Delight Customers - The Really Hard Stuff is Always Simple.wav
Speakers: Willy Schlacks (Co-CEO & Co-Founder at EquipmentShare)
Key Points
- It’s easy to retain customers in an existing industry where you know what the demand is and you are just carving away at market share. In new industries, you want to get a product out as quick as possible for people to use and get reactions to iterate on. There are a lot of companies that get stuck into the freemium model and they don’t know how to quantify the value you are providing. You should charge something sooner rather than later if you are providing value. You can even craft your pricing where it looks free so that you can get a little revenue while getting customers in the door.
- Most accelerators or early investors push for high quantity and low quality but smaller numbers and higher level of quality lead to much better outcomes in the long term.
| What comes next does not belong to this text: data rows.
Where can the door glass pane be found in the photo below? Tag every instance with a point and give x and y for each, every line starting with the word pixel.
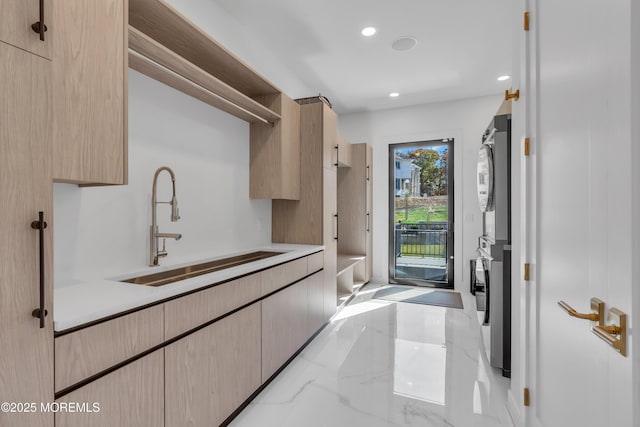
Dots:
pixel 421 212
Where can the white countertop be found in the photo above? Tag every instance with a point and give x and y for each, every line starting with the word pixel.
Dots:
pixel 86 301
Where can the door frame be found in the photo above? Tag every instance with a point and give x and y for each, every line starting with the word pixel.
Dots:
pixel 449 284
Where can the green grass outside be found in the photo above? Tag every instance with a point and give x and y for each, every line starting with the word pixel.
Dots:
pixel 415 215
pixel 431 251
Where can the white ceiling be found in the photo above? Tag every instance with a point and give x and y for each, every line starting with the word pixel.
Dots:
pixel 463 46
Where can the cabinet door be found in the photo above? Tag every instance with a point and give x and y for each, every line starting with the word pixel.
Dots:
pixel 284 326
pixel 274 153
pixel 352 204
pixel 26 358
pixel 212 371
pixel 315 303
pixel 369 214
pixel 330 137
pixel 90 95
pixel 344 153
pixel 130 396
pixel 330 243
pixel 16 18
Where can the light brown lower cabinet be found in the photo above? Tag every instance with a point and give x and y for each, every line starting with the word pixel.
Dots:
pixel 315 303
pixel 209 373
pixel 284 326
pixel 130 396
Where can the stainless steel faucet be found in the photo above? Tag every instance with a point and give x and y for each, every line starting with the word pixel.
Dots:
pixel 154 247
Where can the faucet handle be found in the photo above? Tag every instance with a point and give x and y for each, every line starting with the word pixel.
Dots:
pixel 163 252
pixel 175 212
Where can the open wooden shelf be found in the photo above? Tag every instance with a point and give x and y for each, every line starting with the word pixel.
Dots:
pixel 346 261
pixel 168 47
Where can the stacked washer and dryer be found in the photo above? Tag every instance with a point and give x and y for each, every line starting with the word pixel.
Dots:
pixel 491 274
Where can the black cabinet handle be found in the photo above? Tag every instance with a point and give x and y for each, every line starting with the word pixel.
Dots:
pixel 39 26
pixel 40 225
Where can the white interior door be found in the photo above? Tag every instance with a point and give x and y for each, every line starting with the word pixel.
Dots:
pixel 578 192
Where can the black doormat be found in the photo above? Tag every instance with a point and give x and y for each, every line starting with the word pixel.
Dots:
pixel 420 296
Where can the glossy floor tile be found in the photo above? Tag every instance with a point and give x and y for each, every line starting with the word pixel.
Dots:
pixel 383 363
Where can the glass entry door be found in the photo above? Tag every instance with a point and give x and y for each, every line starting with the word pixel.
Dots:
pixel 421 213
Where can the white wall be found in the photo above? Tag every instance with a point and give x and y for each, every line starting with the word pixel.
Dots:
pixel 635 194
pixel 103 231
pixel 464 120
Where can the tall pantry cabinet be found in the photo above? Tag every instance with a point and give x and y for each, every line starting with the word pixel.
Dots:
pixel 26 358
pixel 77 51
pixel 313 219
pixel 355 206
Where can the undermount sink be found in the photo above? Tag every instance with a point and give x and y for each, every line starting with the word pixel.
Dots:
pixel 182 273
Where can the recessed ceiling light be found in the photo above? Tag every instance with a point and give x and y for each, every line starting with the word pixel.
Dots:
pixel 368 31
pixel 404 43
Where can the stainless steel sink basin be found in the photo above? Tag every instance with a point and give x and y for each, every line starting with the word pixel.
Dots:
pixel 170 276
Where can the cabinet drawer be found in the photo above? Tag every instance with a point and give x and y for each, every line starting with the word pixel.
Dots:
pixel 130 396
pixel 284 326
pixel 81 354
pixel 315 262
pixel 193 310
pixel 283 275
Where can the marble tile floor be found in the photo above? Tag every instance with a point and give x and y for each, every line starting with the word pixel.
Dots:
pixel 382 363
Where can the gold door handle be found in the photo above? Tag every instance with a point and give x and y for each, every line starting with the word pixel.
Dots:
pixel 596 315
pixel 610 334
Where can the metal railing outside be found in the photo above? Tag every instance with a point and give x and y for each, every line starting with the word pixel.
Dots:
pixel 421 239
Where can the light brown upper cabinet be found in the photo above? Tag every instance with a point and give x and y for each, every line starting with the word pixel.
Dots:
pixel 275 152
pixel 20 25
pixel 168 47
pixel 344 153
pixel 313 219
pixel 355 206
pixel 90 91
pixel 26 358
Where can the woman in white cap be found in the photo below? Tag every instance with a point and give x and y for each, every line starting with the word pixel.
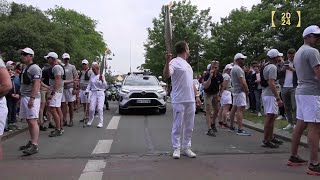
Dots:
pixel 225 94
pixel 97 85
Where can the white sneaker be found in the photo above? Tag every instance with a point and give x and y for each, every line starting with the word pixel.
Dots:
pixel 176 154
pixel 100 125
pixel 259 114
pixel 189 153
pixel 289 127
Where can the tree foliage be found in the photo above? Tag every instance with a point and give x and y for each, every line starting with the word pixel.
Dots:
pixel 243 30
pixel 60 30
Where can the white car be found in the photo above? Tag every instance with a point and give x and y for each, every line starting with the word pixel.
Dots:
pixel 141 90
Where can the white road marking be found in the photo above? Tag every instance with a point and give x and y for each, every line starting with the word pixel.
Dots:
pixel 103 146
pixel 93 170
pixel 113 124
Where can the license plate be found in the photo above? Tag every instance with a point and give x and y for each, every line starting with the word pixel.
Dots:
pixel 143 101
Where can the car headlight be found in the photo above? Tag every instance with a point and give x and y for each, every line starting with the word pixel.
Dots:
pixel 125 91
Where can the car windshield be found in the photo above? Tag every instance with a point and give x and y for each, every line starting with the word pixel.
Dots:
pixel 141 81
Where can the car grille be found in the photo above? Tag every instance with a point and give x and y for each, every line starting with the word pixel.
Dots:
pixel 146 95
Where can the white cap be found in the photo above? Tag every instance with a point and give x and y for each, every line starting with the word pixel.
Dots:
pixel 10 63
pixel 28 50
pixel 52 55
pixel 239 56
pixel 272 53
pixel 313 29
pixel 65 56
pixel 228 66
pixel 85 61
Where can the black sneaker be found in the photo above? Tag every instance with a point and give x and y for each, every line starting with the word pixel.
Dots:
pixel 314 169
pixel 269 144
pixel 211 133
pixel 276 141
pixel 232 129
pixel 51 126
pixel 25 146
pixel 32 149
pixel 55 133
pixel 296 161
pixel 213 127
pixel 42 128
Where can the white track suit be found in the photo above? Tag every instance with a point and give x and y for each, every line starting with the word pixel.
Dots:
pixel 183 103
pixel 97 96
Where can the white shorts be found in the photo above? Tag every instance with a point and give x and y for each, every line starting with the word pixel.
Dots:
pixel 239 99
pixel 226 98
pixel 270 105
pixel 4 114
pixel 25 112
pixel 308 108
pixel 67 95
pixel 56 100
pixel 83 97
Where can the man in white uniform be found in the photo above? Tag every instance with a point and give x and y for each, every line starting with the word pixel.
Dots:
pixel 307 64
pixel 240 93
pixel 6 86
pixel 56 84
pixel 183 99
pixel 69 91
pixel 84 77
pixel 97 85
pixel 271 98
pixel 30 99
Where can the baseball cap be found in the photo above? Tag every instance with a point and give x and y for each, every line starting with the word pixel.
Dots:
pixel 52 55
pixel 313 29
pixel 272 53
pixel 228 66
pixel 28 51
pixel 85 61
pixel 65 56
pixel 10 63
pixel 239 56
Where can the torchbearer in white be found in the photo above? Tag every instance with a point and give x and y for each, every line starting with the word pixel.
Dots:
pixel 97 85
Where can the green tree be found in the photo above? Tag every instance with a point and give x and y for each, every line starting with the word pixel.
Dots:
pixel 189 24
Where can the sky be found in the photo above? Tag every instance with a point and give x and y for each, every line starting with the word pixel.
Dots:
pixel 124 22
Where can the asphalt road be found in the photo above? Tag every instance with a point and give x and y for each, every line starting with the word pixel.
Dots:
pixel 138 146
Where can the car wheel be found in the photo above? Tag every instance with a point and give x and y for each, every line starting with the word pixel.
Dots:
pixel 162 111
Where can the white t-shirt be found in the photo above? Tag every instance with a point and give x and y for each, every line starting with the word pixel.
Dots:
pixel 182 81
pixel 288 81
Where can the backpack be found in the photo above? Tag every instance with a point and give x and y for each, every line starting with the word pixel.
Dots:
pixel 264 82
pixel 51 75
pixel 24 76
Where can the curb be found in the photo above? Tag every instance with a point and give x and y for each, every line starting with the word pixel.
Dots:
pixel 8 135
pixel 285 135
- In the early days, top line revenue is all that matters (with some exceptions). Investors are looking for growth not cash flows or margins. The one margin that does matter is consistently driving your average customer value to customer acquisition cost or gross margin up. If you are losing money to acquire users or your gross margin is negative you probably need to change your business model.
- Do not overcomplicate OKRs. Keep it simple. Also, there is no need to celebrate OKRs you are supposed to be hitting these milestones.
- Generally everyone’s early product is the same or worse than the industry and where you will be different is with your vision and customer service.
- You don’t want to copy your competitors you want to be in a position where they are copying you.
- Customer retention in the early days shouldn’t be high and if you are retaining all of your users it could be an indicator that you are moving too slow. It’s okay for users to be upset. It is good and it is a milestone to actually rolling a product out and receiving feedback.